The events leave Tehran with far less wiggle room as it prepares for Trump. The past year's setbacks have raised concerns that Iran might accelerate its nuclear program to restore some deterrence against foreign attacks.
Trump, a Republican, has also been eyeing ways to stop Iran from being able to build a nuclear weapon, including possible preventive airstrikes. Iran's foreign minister, Abbas Araghchi, said Friday that his country was ready to resume nuclear negotiations "without delay" in exchange for lifting the sanctions. But in November, he also said Tehran's advancing nuclear program showed it could cope with any new restrictions.
To reach a deal, both sides will need to move away from acrimony. Trump's approach is likely colored by his knowing Iran tried to assassinate him, former Trump officials have said. Khamenei frequently invokes Qassem Soleimani, the Iranian military commander Trump ordered killed in 2020.

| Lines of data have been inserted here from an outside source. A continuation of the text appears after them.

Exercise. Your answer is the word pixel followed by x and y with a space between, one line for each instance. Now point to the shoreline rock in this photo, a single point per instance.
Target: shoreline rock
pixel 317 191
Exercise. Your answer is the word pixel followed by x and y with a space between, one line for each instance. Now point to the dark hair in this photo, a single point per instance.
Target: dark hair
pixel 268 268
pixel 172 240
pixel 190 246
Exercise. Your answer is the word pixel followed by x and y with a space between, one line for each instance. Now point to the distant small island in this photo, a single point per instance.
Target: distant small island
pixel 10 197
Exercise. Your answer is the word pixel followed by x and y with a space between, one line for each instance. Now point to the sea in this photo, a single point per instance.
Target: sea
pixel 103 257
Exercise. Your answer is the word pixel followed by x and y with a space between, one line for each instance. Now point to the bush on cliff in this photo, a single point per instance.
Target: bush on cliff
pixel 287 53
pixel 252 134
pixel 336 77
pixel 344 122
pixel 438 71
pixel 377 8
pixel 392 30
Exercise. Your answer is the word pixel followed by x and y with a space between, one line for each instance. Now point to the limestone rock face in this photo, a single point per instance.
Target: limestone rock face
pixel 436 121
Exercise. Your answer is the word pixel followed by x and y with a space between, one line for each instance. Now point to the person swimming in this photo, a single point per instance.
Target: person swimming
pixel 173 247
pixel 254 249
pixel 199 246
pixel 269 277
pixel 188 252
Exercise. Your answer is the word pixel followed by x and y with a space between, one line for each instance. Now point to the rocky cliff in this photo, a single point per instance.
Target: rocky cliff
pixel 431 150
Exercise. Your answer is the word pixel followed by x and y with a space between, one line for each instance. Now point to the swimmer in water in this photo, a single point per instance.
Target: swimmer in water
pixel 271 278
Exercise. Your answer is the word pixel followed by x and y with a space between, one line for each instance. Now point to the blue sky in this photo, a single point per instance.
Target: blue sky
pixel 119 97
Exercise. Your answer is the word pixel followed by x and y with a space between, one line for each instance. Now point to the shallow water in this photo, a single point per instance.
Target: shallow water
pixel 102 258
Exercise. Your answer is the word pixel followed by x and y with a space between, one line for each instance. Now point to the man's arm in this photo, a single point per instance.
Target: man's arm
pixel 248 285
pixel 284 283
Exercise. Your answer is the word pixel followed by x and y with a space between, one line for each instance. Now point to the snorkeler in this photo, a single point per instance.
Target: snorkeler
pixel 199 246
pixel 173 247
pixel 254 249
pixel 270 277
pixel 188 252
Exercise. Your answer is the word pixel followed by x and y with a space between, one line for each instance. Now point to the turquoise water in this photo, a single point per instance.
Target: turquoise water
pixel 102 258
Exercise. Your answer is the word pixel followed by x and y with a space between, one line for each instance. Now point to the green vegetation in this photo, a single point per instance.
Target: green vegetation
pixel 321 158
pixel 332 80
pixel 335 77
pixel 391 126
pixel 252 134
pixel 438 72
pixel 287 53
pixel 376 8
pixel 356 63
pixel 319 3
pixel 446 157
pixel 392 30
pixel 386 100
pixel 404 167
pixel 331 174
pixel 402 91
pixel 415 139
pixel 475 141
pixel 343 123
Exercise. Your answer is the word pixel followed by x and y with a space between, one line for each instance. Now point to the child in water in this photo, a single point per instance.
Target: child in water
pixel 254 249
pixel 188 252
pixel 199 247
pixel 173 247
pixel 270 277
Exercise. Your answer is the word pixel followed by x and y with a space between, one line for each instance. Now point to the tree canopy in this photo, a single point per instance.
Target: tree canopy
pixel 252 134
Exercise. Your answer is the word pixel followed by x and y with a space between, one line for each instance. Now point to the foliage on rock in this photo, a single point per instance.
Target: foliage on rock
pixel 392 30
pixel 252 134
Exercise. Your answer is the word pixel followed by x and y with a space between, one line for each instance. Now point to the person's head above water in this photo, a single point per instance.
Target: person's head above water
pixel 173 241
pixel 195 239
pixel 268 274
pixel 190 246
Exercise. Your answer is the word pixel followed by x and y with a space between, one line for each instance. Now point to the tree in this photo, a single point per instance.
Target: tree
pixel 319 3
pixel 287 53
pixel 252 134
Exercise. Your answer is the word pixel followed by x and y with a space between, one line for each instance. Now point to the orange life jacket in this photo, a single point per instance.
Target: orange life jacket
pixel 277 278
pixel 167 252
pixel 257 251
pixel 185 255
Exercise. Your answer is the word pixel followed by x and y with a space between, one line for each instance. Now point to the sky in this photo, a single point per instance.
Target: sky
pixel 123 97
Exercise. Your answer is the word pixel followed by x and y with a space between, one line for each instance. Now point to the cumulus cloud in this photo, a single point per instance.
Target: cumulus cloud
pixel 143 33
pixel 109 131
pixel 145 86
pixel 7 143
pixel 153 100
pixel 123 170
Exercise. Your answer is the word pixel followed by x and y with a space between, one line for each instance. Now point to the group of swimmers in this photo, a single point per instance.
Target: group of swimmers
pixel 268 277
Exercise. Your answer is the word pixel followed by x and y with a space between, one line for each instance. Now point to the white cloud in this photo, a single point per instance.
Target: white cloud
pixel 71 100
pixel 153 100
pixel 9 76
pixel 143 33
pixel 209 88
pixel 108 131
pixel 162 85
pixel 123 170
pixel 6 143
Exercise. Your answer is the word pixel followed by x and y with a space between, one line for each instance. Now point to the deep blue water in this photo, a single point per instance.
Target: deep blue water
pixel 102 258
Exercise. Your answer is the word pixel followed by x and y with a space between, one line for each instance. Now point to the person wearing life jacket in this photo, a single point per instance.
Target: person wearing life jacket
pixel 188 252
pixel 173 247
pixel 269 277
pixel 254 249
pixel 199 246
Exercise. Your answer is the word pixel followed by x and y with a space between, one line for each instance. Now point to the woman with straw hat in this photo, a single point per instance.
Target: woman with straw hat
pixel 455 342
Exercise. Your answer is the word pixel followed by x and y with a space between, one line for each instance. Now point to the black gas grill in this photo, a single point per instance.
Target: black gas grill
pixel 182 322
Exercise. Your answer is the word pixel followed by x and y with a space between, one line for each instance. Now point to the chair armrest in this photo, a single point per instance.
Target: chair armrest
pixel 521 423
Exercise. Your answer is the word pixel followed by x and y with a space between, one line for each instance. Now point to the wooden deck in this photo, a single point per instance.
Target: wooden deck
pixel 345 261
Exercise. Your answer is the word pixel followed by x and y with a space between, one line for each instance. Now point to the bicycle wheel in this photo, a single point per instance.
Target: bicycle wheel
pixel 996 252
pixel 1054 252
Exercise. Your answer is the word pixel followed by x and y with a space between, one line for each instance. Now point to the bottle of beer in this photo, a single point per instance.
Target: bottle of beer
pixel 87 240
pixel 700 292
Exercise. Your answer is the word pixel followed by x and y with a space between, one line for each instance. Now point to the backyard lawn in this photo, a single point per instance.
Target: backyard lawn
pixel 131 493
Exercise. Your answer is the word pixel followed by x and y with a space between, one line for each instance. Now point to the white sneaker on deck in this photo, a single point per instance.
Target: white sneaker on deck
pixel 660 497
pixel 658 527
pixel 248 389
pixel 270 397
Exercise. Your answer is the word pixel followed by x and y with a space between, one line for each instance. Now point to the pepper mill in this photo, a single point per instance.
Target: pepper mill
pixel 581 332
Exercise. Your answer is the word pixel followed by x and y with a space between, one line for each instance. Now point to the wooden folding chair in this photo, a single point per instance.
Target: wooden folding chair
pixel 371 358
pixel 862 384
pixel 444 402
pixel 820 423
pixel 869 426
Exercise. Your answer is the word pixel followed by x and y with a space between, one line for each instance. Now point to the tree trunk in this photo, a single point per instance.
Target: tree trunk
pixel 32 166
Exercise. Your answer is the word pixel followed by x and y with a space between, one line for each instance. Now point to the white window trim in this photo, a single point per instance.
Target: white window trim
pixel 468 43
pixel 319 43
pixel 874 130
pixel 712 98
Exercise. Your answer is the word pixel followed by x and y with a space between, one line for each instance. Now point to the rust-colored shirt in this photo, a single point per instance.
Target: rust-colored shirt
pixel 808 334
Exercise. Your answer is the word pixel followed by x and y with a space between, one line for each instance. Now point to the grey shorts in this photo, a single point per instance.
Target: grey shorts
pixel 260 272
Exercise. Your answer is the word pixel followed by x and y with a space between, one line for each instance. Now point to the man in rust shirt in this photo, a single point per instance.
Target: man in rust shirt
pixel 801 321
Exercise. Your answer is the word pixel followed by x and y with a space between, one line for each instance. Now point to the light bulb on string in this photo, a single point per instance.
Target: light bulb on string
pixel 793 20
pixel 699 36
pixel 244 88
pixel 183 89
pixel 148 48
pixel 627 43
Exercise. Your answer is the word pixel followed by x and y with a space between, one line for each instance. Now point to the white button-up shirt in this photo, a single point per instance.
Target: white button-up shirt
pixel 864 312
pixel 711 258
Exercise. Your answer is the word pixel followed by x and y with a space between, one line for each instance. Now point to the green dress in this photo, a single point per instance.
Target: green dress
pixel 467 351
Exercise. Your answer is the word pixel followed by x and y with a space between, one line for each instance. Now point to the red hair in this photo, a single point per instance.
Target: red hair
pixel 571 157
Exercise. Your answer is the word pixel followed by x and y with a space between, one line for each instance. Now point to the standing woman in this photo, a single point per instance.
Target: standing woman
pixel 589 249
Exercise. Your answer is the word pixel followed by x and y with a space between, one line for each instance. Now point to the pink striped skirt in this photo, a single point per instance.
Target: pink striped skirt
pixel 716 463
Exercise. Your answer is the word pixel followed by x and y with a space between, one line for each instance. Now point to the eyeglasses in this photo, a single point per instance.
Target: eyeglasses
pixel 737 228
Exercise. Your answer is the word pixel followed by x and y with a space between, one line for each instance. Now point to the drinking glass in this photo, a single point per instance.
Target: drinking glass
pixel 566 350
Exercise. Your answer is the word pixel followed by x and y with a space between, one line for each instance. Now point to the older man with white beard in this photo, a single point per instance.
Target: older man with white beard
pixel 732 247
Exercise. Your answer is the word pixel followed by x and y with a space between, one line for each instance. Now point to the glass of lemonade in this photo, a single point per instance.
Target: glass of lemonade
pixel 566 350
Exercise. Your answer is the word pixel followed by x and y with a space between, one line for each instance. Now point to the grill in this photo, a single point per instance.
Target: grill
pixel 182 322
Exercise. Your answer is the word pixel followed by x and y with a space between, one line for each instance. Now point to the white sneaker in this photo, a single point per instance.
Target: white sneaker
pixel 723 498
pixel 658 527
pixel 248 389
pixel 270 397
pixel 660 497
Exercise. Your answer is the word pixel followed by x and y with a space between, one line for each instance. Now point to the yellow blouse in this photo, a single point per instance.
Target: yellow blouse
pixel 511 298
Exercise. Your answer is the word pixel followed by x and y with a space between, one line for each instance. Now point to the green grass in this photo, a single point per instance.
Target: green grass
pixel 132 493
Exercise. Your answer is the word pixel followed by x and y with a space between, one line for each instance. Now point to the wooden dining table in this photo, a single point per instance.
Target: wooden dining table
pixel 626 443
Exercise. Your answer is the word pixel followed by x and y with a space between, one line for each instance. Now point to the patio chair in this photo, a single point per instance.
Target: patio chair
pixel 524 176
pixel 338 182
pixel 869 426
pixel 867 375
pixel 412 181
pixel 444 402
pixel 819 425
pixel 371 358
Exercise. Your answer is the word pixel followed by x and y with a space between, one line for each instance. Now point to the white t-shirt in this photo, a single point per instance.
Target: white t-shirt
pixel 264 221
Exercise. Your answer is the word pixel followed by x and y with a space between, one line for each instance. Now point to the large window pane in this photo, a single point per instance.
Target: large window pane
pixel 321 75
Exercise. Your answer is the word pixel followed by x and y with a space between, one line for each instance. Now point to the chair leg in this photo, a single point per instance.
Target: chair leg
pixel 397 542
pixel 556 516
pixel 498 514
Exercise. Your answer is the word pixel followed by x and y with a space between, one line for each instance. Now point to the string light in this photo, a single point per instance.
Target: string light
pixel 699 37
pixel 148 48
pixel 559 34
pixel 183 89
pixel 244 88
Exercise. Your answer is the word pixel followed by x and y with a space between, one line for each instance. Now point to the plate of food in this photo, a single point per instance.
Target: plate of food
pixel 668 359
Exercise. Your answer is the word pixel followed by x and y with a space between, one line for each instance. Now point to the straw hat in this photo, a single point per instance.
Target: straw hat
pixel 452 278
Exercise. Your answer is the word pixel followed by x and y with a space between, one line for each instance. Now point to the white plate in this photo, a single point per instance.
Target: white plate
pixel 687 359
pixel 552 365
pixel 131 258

"There is a narrow window where the regime will be eager to negotiate and Trump will have momentum to get what he wants to sell," said Chatham House's Vakil. "But time is not on [Trump's] side. The ideologues in the Trump camp will want compromise from Tehran it may not be ready to accept. So there is a lot more pain ahead for Iran."
Feeble Economy Feeds Dissent
Iran's sorry economic state worries the country's leadership. The Islamic Revolutionary Guard Corps, the paramilitary force tasked with protecting the Islamic Republic, warned on Dec. 30 of further unrest and criticized "attempts to portray the system as ineffective, and fearmongering within society."
Ali Rabiei, President Masoud Pezeshkian's social-affairs adviser, said younger generations are rejecting the economic isolation and social restrictions of recent years. They are "showing signs of rebellion against the status quo," he wrote in the reformist newspaper Shargh on Dec. 27. "Prolonged sanctions have significantly contributed to the prevailing sense of despair, leaving deep social and po- litical scars."
Pezeshkian's administration has responded by easing some of Tehran's most repressive policies. In late December, it lifted a ban on the WhatsApp messaging service.